The calculation boils down to finding a solution to an integral equation of the form $$ T(E) = \int \limits_0^E \frac{f(U)}{\sqrt{E-U}} \, \mathrm{d} U \, . \tag{1}$$ This equation is called Abel integral equation, since it was (according to e.g. Kress, 'Linear Integral Equations') first considered and solved by Abel in 1823 in the context of a closely related mechanical problem.

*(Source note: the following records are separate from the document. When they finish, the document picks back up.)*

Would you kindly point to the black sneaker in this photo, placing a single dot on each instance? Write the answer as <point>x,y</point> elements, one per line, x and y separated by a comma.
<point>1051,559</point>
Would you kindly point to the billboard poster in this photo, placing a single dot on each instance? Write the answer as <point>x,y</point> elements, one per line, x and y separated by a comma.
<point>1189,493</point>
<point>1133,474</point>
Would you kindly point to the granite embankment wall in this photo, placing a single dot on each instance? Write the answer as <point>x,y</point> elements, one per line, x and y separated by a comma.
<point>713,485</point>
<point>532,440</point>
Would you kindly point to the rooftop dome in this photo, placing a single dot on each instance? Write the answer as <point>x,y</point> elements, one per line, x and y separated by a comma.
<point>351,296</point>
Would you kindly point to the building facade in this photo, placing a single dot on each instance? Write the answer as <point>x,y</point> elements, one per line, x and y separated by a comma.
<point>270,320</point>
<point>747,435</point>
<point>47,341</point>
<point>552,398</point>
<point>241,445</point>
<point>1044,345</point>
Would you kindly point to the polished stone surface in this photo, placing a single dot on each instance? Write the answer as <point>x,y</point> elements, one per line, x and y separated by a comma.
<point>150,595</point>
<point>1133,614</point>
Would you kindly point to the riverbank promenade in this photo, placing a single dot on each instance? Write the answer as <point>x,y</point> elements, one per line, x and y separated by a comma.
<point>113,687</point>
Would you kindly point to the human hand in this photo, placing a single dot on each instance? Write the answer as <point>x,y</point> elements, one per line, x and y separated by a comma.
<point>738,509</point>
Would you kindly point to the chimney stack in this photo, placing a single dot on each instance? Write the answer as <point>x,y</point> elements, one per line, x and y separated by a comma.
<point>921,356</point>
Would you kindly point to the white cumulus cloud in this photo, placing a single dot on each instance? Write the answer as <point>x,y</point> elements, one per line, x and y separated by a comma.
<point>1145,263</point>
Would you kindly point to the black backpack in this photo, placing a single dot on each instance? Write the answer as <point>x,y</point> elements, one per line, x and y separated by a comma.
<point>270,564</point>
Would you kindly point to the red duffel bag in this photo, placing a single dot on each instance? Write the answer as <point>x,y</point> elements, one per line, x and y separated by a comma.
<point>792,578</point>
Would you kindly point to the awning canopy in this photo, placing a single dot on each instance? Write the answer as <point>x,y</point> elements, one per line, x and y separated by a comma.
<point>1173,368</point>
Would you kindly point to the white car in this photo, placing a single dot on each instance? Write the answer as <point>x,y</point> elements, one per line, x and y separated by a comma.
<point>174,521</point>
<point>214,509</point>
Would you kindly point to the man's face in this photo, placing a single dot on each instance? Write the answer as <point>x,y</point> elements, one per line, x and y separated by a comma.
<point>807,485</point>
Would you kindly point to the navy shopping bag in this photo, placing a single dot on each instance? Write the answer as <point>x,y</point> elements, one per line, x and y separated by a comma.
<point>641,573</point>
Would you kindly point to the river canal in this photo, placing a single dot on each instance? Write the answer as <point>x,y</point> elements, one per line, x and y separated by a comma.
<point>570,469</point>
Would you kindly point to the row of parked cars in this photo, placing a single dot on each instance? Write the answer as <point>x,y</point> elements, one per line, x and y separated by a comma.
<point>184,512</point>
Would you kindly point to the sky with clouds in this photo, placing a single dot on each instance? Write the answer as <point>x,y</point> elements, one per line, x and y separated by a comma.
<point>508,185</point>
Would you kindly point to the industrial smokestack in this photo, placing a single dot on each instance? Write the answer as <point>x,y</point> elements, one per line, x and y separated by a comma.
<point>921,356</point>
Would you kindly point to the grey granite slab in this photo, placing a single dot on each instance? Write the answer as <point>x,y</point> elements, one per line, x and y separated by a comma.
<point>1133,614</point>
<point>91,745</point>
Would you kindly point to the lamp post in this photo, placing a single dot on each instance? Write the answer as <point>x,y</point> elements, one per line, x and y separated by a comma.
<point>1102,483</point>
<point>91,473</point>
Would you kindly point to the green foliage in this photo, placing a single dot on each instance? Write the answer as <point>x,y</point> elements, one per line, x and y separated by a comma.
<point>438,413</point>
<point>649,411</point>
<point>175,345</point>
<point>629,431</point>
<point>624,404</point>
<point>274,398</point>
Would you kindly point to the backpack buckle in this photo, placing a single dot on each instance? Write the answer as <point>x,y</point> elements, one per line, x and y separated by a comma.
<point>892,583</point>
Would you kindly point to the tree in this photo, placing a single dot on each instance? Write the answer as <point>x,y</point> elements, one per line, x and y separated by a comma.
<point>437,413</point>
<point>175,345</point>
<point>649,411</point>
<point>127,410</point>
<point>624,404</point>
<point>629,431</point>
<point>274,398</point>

In general, only a select few integral equations can be solved by analytical solution methods (or 'tricks') and it is often unclear how their inventor came up with these (i.e. what the 'motivation' was). Here, the trick is to divide the right-hand side by $\sqrt{\alpha - E}$ and integrate. This works because of the crucial observation that (by virtue of the substitution $x = (E - U)/(\alpha - U)$) the integral $$ \int \limits_U^\alpha \frac{\mathrm{d} E}{\sqrt{(\alpha - E)(E-U)}} = \int \limits_0^1 \frac{\mathrm{d} x}{\sqrt{(1-x)x}} = \pi $$ is independent of $\alpha$ and $U$. Therefore, we obtain the solution $$ f(\alpha) = \frac{1}{\pi} \frac{\mathrm{d}}{\mathrm{d} \alpha} \int \limits_0^\alpha \frac{T(E)}{\sqrt{\alpha - E}} \, \mathrm{d} E \tag{2} $$ (in our case we do not need to take the derivative here, since we are interested in the integral of $f$ anyway). Note that a slight modification of this method can be used to solve the generalised Abel equation $$ T(E) = \int \limits_0^E \frac{f(U)}{(E-U)^\gamma} \, \mathrm{d} U $$ with $\gamma \in (0,1)$.
As for a 'deeper theory' behind this idea, there is a close connection between these integral equations and fractional calculus (which was in part also developed by Abel): $(1)$ means that $T$ is the half-integral of $f$, so the solution $(2)$ for $f$ is found by taking the half-derivative of $T$ (up to constant factors of $\sqrt{\pi}$).